Ci sono sempre più mezzi a batteria anche nell’estrazione mineraria
La recente commessa da parte di Sandvik per la fornitura di 22 veicoli elettrici negli Stati Uniti vale circa 68 milioni di euro
Negli ultimi anni diverse grandi compagnie minerarie hanno cominciato a usare o stanno testando camion, pale e altri mezzi di grande portata mossi esclusivamente da batterie, sostituendo progressivamente i tradizionali motori diesel. Queste macchine a zero emissioni riducono l’inquinamento, il rumore e il calore in galleria, rendendo il lavoro più sicuro e meno costoso dal punto di vista energetico, ma richiedono nuove aree di ricarica e modelli di gestione delle batterie.
La recente commessa da parte di Sandvik per la fornitura di 22 veicoli elettrici destinati al progetto Hermosa di South32 negli Stati Uniti, in Arizona, (un accordo del valore di circa 68 milioni di euro) segna un altro passo concreto verso un’estrazione mineraria più sostenibile.
Si tratta di sei bulloni per il sostegno delle gallerie, cinque trapani di sviluppo, quattro pale da 18.000 kg e tre dumper sotterranei, tutti azionati a batteria, capaci di azzerare le emissioni di scarico, limitare il calore generato fino all’80–90%, abbattendo i costi di ventilazione fino al 50%.
Manganese e zinco dal 2027
Hermosa è l’unico progetto avanzato negli Stati Uniti in grado di estrarre due minerali critici per la transizione energetica: il manganese e lo zinco, insieme a piombo e argento nei depositi Taylor e Clark situati a circa 80 km da Tucson, in Arizona.

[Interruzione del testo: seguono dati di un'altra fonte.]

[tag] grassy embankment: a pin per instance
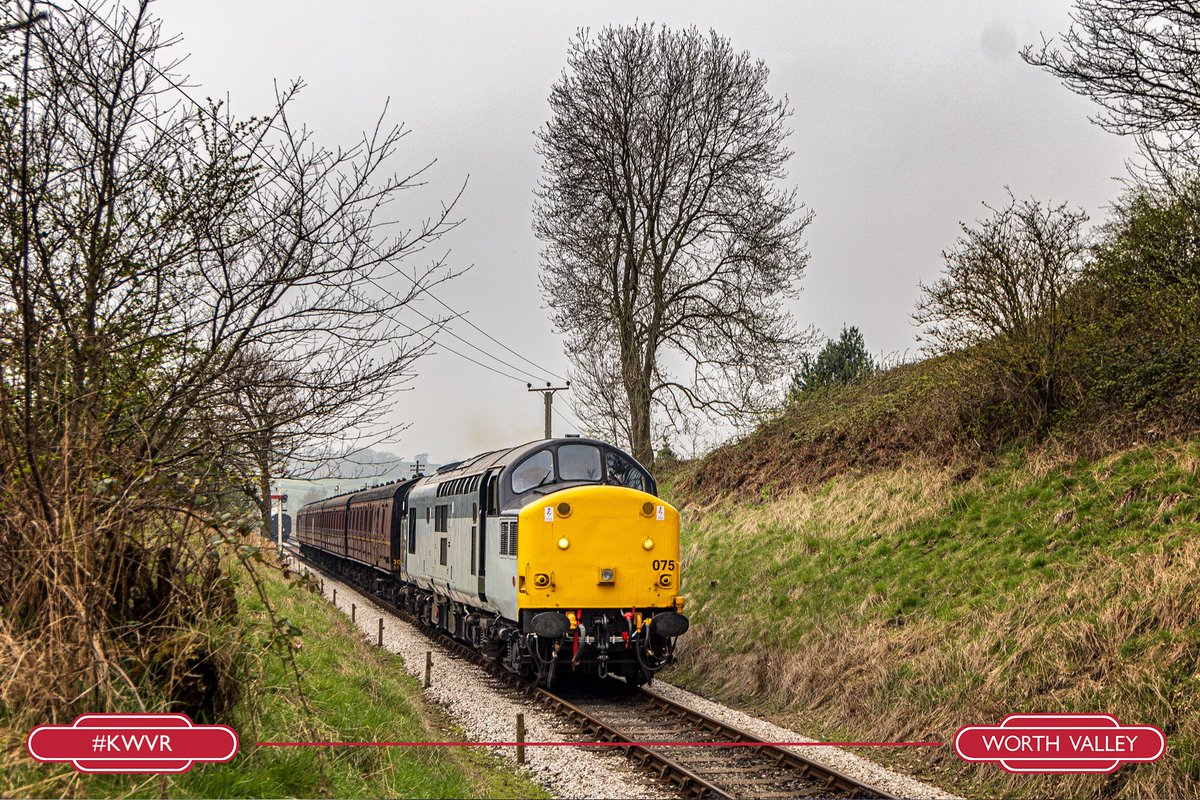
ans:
(852, 575)
(358, 693)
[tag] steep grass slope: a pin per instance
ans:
(900, 603)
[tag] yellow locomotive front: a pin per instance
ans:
(598, 582)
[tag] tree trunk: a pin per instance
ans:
(264, 498)
(640, 443)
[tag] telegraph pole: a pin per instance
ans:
(547, 396)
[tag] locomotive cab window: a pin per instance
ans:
(534, 471)
(579, 463)
(622, 471)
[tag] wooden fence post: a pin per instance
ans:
(520, 739)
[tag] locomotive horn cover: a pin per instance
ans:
(550, 625)
(669, 624)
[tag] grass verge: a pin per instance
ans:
(358, 693)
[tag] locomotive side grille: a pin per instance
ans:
(508, 537)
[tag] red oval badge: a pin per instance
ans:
(1060, 743)
(132, 743)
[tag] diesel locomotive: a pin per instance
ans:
(555, 555)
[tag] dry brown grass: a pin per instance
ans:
(1119, 633)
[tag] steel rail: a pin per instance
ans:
(646, 756)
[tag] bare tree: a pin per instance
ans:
(1002, 296)
(1139, 60)
(665, 233)
(151, 252)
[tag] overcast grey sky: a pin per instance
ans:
(909, 115)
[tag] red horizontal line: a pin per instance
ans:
(600, 744)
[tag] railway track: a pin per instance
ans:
(696, 755)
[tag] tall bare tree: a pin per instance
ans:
(1002, 298)
(150, 251)
(1140, 61)
(667, 239)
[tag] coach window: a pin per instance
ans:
(534, 471)
(579, 463)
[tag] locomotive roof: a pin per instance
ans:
(481, 462)
(472, 465)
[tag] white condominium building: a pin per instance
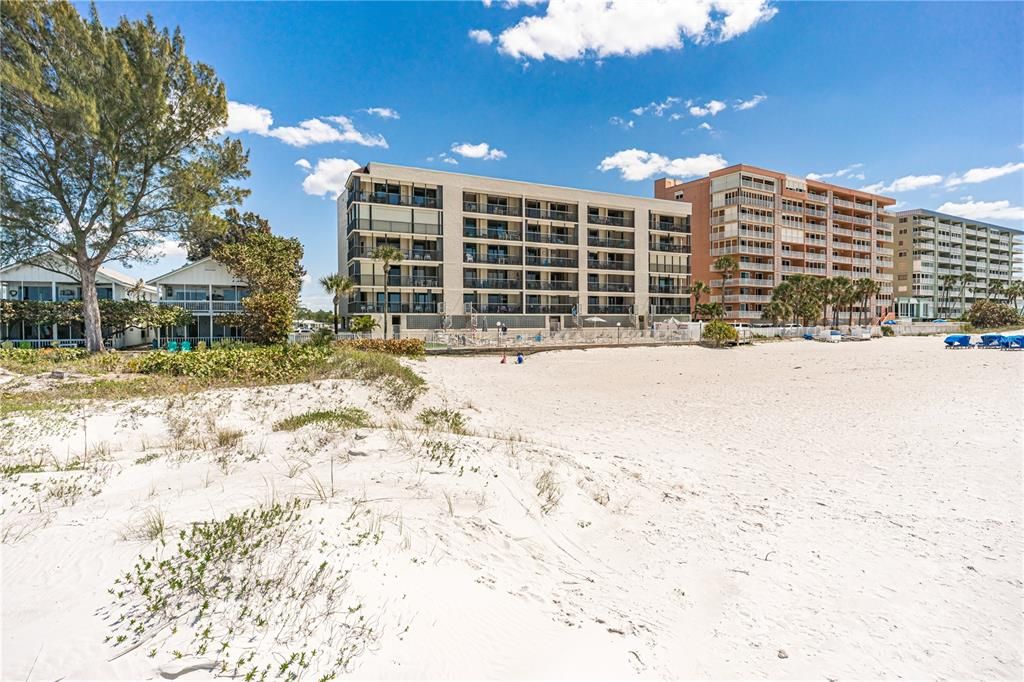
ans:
(944, 263)
(478, 252)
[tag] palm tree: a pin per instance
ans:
(698, 289)
(338, 286)
(967, 280)
(388, 256)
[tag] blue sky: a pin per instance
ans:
(922, 101)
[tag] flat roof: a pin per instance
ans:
(961, 218)
(372, 167)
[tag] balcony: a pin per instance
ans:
(549, 308)
(492, 233)
(551, 285)
(492, 283)
(668, 247)
(616, 309)
(609, 264)
(366, 224)
(546, 214)
(552, 261)
(392, 281)
(670, 309)
(551, 238)
(609, 243)
(392, 199)
(493, 259)
(360, 307)
(621, 287)
(491, 209)
(674, 290)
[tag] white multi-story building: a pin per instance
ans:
(944, 263)
(58, 282)
(480, 252)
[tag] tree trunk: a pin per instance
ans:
(90, 309)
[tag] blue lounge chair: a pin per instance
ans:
(990, 341)
(958, 341)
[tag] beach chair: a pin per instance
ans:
(990, 341)
(1013, 343)
(958, 341)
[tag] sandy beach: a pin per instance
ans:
(791, 510)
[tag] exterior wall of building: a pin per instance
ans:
(945, 263)
(479, 252)
(25, 282)
(778, 225)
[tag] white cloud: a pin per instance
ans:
(905, 183)
(329, 177)
(656, 108)
(580, 29)
(843, 172)
(640, 165)
(248, 118)
(256, 120)
(976, 175)
(712, 109)
(481, 151)
(744, 104)
(999, 210)
(382, 112)
(481, 36)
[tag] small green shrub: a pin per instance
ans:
(446, 420)
(984, 314)
(346, 418)
(718, 332)
(409, 347)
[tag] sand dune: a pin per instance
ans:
(790, 510)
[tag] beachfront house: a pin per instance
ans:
(207, 290)
(56, 280)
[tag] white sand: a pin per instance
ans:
(856, 505)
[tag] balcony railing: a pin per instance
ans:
(624, 287)
(609, 243)
(546, 214)
(504, 235)
(550, 238)
(670, 309)
(668, 289)
(550, 308)
(609, 220)
(492, 209)
(358, 307)
(669, 247)
(492, 283)
(609, 264)
(609, 309)
(552, 285)
(393, 226)
(552, 261)
(407, 254)
(392, 199)
(392, 281)
(495, 259)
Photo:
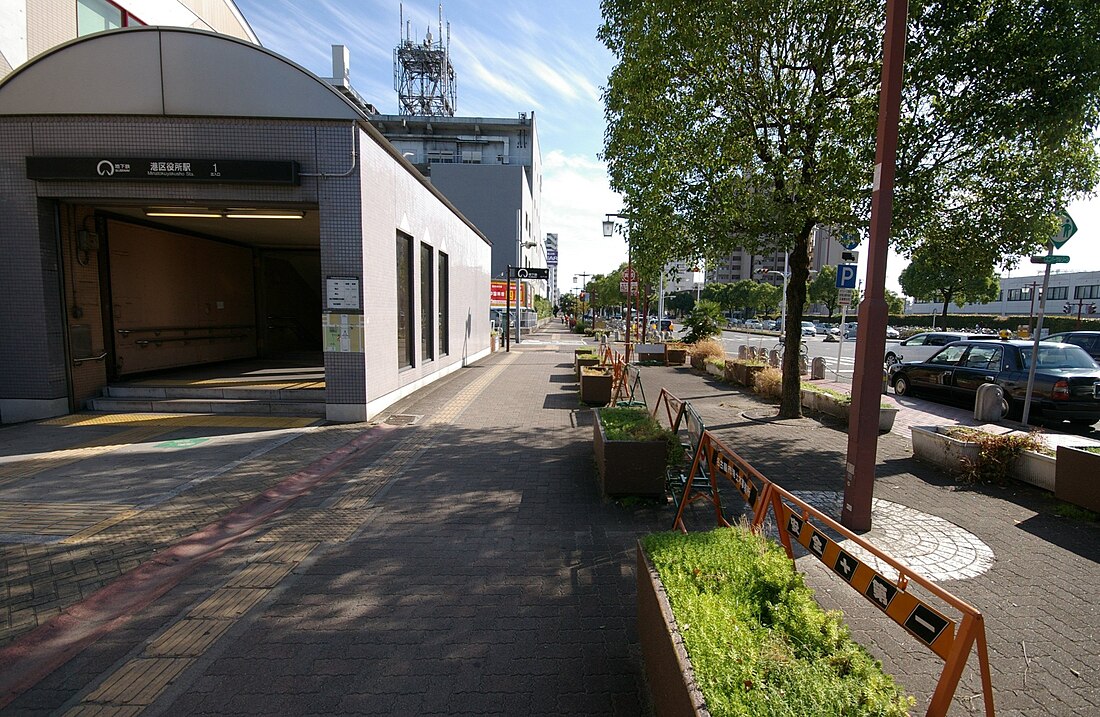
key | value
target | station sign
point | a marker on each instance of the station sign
(189, 169)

L’investimento complessivo previsto di 1,52 miliardi di euro include tecnologie per il deposito di sterili a secco che riducono il consumo dell'acqua fino al 75% rispetto agli standard tradizionali, il riciclo delle acque di processo e il backfilling delle gallerie per stabilizzare il sottosuolo e minimizzare la dispersione delle polveri.

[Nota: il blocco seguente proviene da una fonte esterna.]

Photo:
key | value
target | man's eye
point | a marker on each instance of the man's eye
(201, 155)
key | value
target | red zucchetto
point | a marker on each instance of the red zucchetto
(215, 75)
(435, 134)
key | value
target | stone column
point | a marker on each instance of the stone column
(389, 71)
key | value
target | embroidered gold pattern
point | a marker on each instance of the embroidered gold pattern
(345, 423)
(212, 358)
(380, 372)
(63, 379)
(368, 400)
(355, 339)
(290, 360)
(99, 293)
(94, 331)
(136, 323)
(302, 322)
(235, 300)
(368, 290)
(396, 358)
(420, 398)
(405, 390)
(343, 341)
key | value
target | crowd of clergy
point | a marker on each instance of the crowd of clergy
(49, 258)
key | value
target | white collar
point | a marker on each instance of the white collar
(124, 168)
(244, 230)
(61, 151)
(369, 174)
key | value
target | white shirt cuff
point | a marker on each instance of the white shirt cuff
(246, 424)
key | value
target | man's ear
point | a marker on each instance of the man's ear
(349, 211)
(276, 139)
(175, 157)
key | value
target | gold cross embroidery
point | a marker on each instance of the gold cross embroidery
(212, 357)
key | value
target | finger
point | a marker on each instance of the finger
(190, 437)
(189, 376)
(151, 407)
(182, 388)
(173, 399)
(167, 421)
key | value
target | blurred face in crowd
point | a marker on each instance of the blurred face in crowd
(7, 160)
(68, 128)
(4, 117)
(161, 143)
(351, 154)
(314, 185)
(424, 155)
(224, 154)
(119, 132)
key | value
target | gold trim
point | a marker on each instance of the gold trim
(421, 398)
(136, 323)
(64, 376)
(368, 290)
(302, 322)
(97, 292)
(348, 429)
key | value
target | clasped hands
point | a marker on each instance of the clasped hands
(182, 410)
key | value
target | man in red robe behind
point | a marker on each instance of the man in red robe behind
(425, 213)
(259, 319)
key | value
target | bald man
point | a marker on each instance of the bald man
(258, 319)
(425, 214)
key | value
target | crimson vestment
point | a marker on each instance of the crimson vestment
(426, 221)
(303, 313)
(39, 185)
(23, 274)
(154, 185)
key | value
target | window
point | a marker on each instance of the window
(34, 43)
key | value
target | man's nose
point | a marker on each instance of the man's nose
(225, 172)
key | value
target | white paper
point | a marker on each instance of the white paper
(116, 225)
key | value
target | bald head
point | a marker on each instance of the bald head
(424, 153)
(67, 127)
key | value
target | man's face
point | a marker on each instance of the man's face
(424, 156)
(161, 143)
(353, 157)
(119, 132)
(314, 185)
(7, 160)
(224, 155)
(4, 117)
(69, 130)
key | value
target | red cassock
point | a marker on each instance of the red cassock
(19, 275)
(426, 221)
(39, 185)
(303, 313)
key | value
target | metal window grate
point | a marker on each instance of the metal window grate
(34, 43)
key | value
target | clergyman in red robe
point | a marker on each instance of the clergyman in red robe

Grazie allo status FAST-41 (un provvedimento di spesa e autorizzazione per la rete stradale federale e altre infrastrutture, approvato dal Congresso e firmato dal Presidente il 4 dicembre 201), il progetto ha un iter autorizzativo più rapido e prevedibile senza rinunciare ai controlli ambientali, e la produzione è attesa già nella prima metà del 2027.
Nonostante le preoccupazioni di alcune comunità locali e ONG riguardo alla qualità dell’aria e alla tutela delle falde, South32 ha ottenuto i permessi per l’aria e si è impegnata a rispettare standard internazionali, promuovendo un dialogo trasparente con le autorità e i cittadini.

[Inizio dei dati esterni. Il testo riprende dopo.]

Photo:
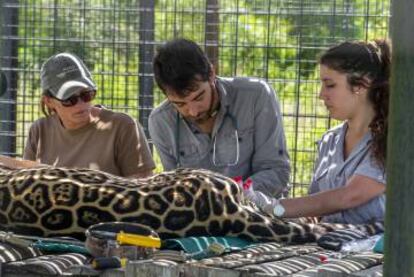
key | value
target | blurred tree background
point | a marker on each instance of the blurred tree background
(278, 40)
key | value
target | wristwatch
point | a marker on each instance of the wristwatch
(278, 209)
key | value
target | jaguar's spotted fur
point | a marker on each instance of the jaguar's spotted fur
(57, 201)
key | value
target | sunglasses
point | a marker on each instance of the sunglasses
(85, 96)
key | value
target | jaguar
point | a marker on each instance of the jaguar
(52, 201)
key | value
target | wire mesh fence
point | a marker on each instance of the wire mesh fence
(278, 40)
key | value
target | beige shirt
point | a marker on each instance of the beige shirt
(112, 142)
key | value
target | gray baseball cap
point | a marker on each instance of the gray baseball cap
(64, 74)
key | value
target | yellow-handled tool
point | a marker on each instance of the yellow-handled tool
(127, 238)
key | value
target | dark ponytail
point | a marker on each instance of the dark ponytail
(367, 64)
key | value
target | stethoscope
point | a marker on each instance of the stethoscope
(235, 125)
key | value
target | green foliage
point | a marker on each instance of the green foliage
(272, 39)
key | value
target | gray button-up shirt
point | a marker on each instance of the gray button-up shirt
(247, 105)
(332, 171)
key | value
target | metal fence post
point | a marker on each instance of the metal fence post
(399, 242)
(8, 63)
(146, 52)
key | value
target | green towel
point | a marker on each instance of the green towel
(203, 247)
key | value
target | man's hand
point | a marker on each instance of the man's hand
(264, 202)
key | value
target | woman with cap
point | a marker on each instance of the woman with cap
(74, 133)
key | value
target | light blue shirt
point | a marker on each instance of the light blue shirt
(332, 171)
(250, 104)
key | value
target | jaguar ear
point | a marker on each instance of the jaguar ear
(3, 83)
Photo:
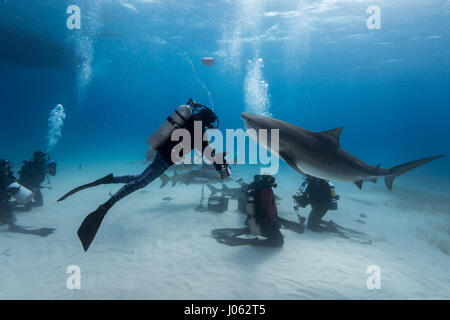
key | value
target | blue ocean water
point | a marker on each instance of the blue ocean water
(134, 61)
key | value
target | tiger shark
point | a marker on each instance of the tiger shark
(319, 154)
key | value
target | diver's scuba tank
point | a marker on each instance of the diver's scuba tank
(175, 121)
(250, 209)
(22, 195)
(334, 197)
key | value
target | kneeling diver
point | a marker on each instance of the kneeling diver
(262, 215)
(183, 118)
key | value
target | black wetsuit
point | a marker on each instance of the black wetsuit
(319, 196)
(266, 217)
(162, 162)
(6, 214)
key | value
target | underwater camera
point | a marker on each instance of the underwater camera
(217, 204)
(203, 113)
(301, 200)
(51, 168)
(261, 181)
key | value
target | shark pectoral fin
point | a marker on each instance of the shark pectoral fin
(291, 163)
(332, 136)
(359, 184)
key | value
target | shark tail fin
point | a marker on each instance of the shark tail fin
(406, 167)
(164, 180)
(213, 189)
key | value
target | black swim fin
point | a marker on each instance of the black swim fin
(105, 180)
(88, 229)
(42, 232)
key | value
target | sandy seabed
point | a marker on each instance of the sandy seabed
(148, 248)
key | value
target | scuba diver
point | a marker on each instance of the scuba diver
(184, 117)
(9, 188)
(34, 172)
(6, 192)
(262, 216)
(321, 195)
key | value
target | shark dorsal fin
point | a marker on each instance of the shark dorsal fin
(333, 135)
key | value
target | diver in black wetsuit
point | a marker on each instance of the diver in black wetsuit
(320, 195)
(6, 192)
(184, 117)
(34, 172)
(8, 189)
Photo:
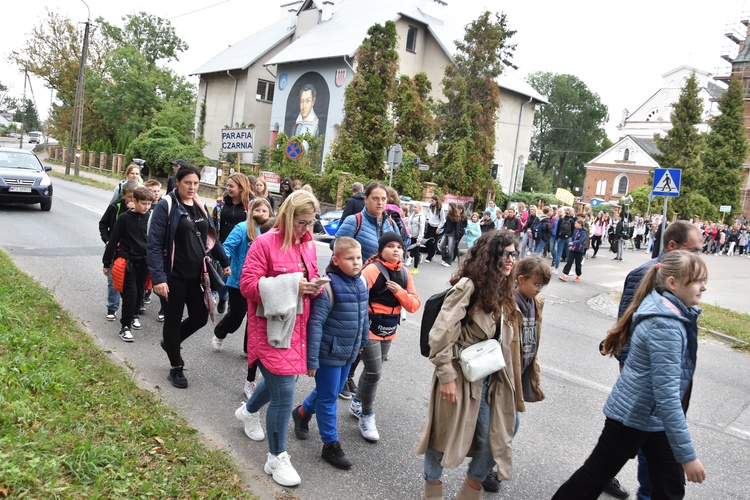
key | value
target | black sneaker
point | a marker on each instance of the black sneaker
(615, 489)
(334, 455)
(301, 427)
(177, 378)
(491, 483)
(221, 308)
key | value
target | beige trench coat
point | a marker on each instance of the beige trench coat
(449, 427)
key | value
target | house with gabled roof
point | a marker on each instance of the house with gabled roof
(620, 169)
(653, 117)
(291, 76)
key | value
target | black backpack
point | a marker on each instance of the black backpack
(431, 310)
(565, 228)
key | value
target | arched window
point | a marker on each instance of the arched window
(622, 184)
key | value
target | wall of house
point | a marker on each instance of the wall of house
(329, 103)
(428, 57)
(506, 131)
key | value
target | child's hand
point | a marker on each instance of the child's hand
(393, 287)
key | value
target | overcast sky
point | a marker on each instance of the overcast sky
(619, 50)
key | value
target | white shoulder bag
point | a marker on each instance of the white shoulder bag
(481, 359)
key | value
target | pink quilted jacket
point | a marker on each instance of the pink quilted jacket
(265, 259)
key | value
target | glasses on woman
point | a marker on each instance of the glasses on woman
(509, 255)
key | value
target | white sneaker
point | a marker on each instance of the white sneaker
(355, 408)
(253, 430)
(367, 427)
(281, 470)
(249, 388)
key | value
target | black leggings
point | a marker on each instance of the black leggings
(596, 242)
(617, 444)
(233, 318)
(182, 292)
(431, 237)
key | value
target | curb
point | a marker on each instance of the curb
(723, 337)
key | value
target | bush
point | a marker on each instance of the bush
(162, 145)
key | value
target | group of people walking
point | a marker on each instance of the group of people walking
(301, 321)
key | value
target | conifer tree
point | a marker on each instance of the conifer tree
(726, 150)
(366, 130)
(467, 132)
(683, 146)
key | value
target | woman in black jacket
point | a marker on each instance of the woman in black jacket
(451, 232)
(180, 236)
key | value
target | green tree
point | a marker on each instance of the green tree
(726, 150)
(569, 130)
(682, 148)
(27, 114)
(413, 111)
(366, 130)
(467, 130)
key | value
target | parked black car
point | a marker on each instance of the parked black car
(23, 178)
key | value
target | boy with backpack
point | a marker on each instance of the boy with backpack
(106, 224)
(127, 241)
(337, 330)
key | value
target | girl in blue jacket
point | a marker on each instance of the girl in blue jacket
(646, 408)
(236, 246)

Altre miniere con mezzi a batteria
I veicoli elettrici pesanti nelle miniere sono una realtà in rapida espansione. Fortescue Metals Group, per esempio, ha sviluppato internamente il prototipo “Roadrunner”, un camion da 240 tonnellate azionato da una batteria da 1,4 MWh che si ricarica in 30 minuti, in prova nelle sue cave australiane. Rio Tinto sta sperimentando a Oyu Tolgoi (in Mongolia) otto camion da 91 t con batterie da 800 kWh e un sistema robotizzato di scambio rapido, per minimizzare i tempi di fermo.
Newmont ha messo in servizio al suo giacimento Cripple Creek & Victor (in Colorado, negli USA) il primo Cat 793 XE elettrico da 240 t, frutto di una collaborazione con Caterpillar per ridurre le emissioni, mentre Vale sta testando due dumper elettrici da 72 t nei siti di Água Limpa (in Brasile) e Sorowako (in Indonesia).